Below is an excerpt from, "A Passion for Truth" by Abraham Joshua Heschel. Jewish Lights Publishing: Woodstock, Vermont. 1995. From the chapter, "Individualism."
"Kierkegaard constantly emphasized his category of the individual; many of his books are dedicated to "that individual whom with joy and gratitude I call my reader." For him the individual stood opposed to the public and the crowd which embodied "untruth."

Kierkegaard's individual was not the exceptional man, the genius, but the "religious individual," the man who had to reach the third level of existence beyond the aesthetic and ethical stages. This idea included all men, since each was called to being an individual in the religious sense, and could reach this (third) stage by existential effort.

Like Kierkegaard, the Kotzker wanted man to discover himself as an individual, to free himself from the crowd. To ignore public opinion was an imperative, and the Kotzker shared Kierkegaard's inability to run with the pack. He scorned "the crowd" and did not want to belong to it.

And as Kierkegaard dissented from the official Church of his day, so did the Kotzker from some of the views held by great rabbinic authorities. When the Law did not clearly indicate a course of action, Hillel, the first-century Palestinian sage, declared: "Leave it to Israel: if they are not Prophets, yet they are the children of the Prophets." What he meant was: see how the people act and follow their example. In similar circumstances, Abbaye, the Babylonian Jewish scholar (ca. 278-338), and Reb Ashi replied: "Go forth and see how the public are accustomed to act." Joshua ben Levi, the third-century Palestinian teacher, declared: "If the application of a law is undecided in the courts, and you do not know what its nature is (how to act) see how the people act."

The tradition of Jewish Orthodoxy, which accented impersonal learning and obedience to the Law, was bound to bring about a crisis. The Kotzker offered a response by his eagerness to emancipate the individual.

In a famous passage, Kierkegaard remarked that we lose sight of the individual when we think only in terms of laws and universals. To cite an example: for centuries the philosopher has been declaring, "All men are mortal," without paying attention to the fact that he, too, was a unique individual who must die.  

The same may be applied to the strictly observant Jew, who, in conforming to the Law, thinks in terms of general rules and neglects the spiritual problems he should face as a particular individual. 

To the Kotzker, the individual was a person capable of recreating things anew. "God loves novelty," he said. Mere repetitiveness was contemptible. Individualism involves newness, creativity.

He demanded that his disciples be individuals, that they stand out from the crowd. A Kotzker hasid did not simply belong to a group. By his individual decision he had become a personality apart, breaking with his background, his family, his environment. Kotzk had become his entire world.

An individual faces the continuous task of bringing pressure to bear upon himself, urging his mind to influence his heart. A man should keep his character in constant repair. Though the soul is born clean, man gradually learns to convert it into a chalice in which he mixes his own brand of poison.

Hasidism had become a mass trend, threatened with spiritual enfeeblement, even trivialization.
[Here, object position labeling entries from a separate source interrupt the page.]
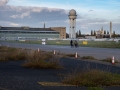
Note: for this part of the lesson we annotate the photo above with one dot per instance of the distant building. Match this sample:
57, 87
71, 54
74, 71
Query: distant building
99, 33
36, 33
61, 30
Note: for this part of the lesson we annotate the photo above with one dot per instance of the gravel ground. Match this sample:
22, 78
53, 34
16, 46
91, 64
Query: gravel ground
15, 77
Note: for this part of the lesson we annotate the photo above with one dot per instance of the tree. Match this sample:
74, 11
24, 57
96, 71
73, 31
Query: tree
94, 33
104, 31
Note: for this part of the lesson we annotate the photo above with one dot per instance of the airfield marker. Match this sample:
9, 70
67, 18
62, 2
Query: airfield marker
113, 61
76, 55
38, 49
54, 51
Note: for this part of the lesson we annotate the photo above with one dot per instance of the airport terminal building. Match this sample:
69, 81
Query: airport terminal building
25, 32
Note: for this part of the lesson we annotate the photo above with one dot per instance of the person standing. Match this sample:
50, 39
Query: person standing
71, 43
76, 44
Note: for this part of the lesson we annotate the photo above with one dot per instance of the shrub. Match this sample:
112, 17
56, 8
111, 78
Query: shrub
8, 53
88, 57
108, 59
71, 55
42, 60
92, 78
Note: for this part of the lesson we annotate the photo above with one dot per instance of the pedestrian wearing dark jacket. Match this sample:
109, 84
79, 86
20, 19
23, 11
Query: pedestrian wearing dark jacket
71, 43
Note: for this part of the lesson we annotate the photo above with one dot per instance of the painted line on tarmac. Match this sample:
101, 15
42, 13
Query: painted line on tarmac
53, 84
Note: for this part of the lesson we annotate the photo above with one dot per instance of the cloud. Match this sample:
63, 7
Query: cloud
32, 16
90, 10
3, 2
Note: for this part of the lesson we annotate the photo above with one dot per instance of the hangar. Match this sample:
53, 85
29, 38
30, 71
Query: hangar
26, 32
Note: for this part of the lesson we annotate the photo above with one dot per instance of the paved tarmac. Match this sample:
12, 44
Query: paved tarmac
15, 77
98, 53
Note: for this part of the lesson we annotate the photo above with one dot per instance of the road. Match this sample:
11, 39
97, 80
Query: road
98, 53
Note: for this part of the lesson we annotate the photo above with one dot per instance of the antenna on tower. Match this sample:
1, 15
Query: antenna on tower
44, 25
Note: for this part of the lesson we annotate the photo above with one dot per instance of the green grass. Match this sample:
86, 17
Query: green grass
92, 78
33, 58
88, 57
42, 60
95, 88
9, 53
108, 59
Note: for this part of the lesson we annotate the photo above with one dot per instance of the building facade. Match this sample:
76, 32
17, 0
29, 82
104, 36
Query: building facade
61, 30
26, 32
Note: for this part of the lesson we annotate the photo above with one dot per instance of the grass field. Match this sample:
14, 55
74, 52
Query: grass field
102, 44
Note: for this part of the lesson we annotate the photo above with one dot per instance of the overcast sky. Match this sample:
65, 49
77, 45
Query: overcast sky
91, 14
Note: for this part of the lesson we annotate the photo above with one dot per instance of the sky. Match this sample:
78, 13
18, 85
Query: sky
91, 14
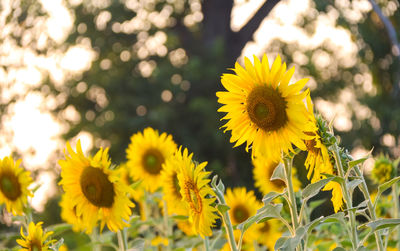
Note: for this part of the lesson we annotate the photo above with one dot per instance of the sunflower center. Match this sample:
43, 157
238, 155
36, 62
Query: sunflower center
240, 213
267, 108
176, 185
152, 161
10, 186
265, 228
310, 144
96, 187
193, 195
278, 183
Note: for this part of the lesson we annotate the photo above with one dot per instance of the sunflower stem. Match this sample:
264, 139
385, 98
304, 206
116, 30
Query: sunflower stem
121, 240
364, 189
168, 229
206, 244
227, 221
395, 191
292, 198
347, 197
95, 240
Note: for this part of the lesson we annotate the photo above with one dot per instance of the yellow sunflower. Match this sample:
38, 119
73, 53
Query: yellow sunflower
171, 189
146, 154
14, 182
243, 204
94, 190
262, 172
196, 193
268, 233
263, 109
68, 214
35, 239
318, 161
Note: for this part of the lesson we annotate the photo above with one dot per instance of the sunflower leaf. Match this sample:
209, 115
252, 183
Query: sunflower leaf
57, 245
381, 223
313, 189
292, 242
222, 208
265, 213
270, 197
180, 217
279, 173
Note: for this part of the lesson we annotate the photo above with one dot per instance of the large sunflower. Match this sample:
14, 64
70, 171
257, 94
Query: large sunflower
35, 239
263, 109
318, 161
196, 193
243, 204
146, 154
171, 189
262, 172
94, 190
14, 182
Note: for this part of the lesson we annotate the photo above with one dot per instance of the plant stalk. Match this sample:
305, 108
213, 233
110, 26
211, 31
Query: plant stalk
347, 197
227, 222
364, 189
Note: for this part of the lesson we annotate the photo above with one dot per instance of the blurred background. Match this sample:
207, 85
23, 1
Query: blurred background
102, 70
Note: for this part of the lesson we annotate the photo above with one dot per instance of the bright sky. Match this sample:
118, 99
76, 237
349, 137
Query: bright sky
36, 133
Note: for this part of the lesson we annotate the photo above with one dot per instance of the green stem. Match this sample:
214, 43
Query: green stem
347, 197
121, 241
168, 230
292, 198
227, 221
206, 243
395, 191
95, 240
364, 189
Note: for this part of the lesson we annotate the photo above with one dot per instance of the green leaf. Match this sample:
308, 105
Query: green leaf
314, 188
270, 197
137, 244
353, 184
222, 208
279, 173
267, 212
382, 223
136, 184
59, 228
387, 184
180, 217
353, 163
57, 245
291, 243
339, 249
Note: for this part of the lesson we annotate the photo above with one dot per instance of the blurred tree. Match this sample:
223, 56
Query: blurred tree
157, 63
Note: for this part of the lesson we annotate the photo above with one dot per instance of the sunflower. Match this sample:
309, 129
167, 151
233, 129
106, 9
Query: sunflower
36, 239
196, 193
318, 160
269, 233
243, 204
262, 172
94, 190
68, 214
171, 189
146, 154
263, 109
14, 182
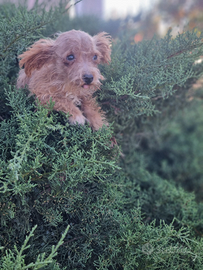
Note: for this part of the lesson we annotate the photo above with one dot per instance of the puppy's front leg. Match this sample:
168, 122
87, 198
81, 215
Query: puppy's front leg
68, 106
93, 113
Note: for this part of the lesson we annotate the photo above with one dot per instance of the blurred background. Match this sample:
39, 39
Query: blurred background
147, 16
144, 17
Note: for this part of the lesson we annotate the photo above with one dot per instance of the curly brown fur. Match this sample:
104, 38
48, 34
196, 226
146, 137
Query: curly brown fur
66, 71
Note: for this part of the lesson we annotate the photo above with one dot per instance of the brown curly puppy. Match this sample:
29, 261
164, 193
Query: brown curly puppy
65, 70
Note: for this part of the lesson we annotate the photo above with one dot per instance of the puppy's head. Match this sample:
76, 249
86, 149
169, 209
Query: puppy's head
73, 58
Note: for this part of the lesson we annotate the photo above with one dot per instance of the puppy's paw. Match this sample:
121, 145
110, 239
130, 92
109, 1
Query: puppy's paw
78, 119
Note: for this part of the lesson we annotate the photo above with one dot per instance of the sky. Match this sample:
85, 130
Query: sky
121, 8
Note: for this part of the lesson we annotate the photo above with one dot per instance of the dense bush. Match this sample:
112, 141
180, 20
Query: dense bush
123, 207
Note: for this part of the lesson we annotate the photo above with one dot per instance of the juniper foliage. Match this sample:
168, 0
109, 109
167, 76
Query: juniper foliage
121, 214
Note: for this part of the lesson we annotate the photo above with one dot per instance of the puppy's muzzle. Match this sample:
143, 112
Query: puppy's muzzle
87, 78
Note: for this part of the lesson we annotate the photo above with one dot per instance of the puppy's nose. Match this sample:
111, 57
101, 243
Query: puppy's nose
88, 78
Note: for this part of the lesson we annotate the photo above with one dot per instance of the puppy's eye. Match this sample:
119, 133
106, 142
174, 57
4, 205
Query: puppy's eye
70, 57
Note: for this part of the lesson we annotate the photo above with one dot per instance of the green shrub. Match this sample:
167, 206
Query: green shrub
121, 212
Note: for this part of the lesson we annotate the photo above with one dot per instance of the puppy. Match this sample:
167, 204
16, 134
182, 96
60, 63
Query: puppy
66, 71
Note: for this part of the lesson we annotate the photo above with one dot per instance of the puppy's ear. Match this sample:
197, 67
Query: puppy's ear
103, 42
39, 54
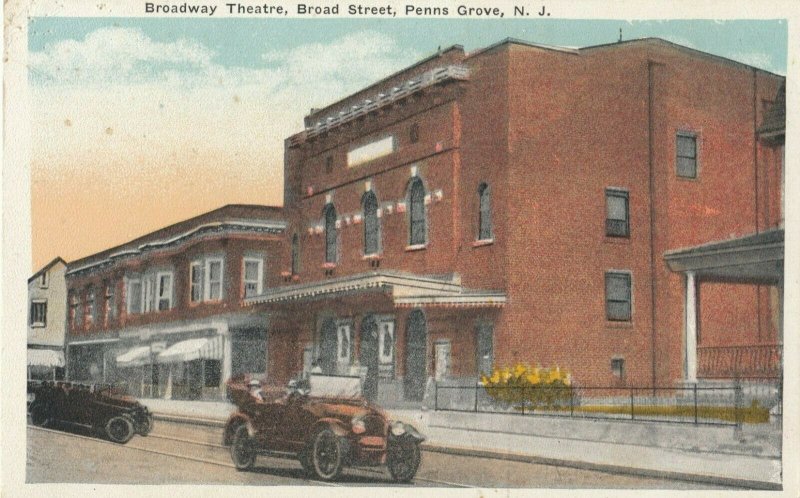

The only possibility of renewal, thought the Kotzker, lay in the reinstatement of the individual's role. The movement that had come into being through stress of the personal aspect of Judaism could be reborn only by an emphasis on individualism. 

Every individual has a unique vocation and task to perform. He must be his own master, not rely on other people's wisdom. Even when the Messiah and all mankind are redeemed, the Lord will still review each individual to ascertain whether he deserves to be redeemed on his own merit.

The Kotzker does not imply that each individual should be concerned merely with his own salvation; such a view would destroy his basic premise that to be exclusively concerned with oneself is idolatry. One needs to be within another's concern and to embrace others in his concern. The greatest lie one can live is self-centeredness, and to be authentically human is to be able both to surpass oneself and to fulfill one's special relevant role vis-à-vis God."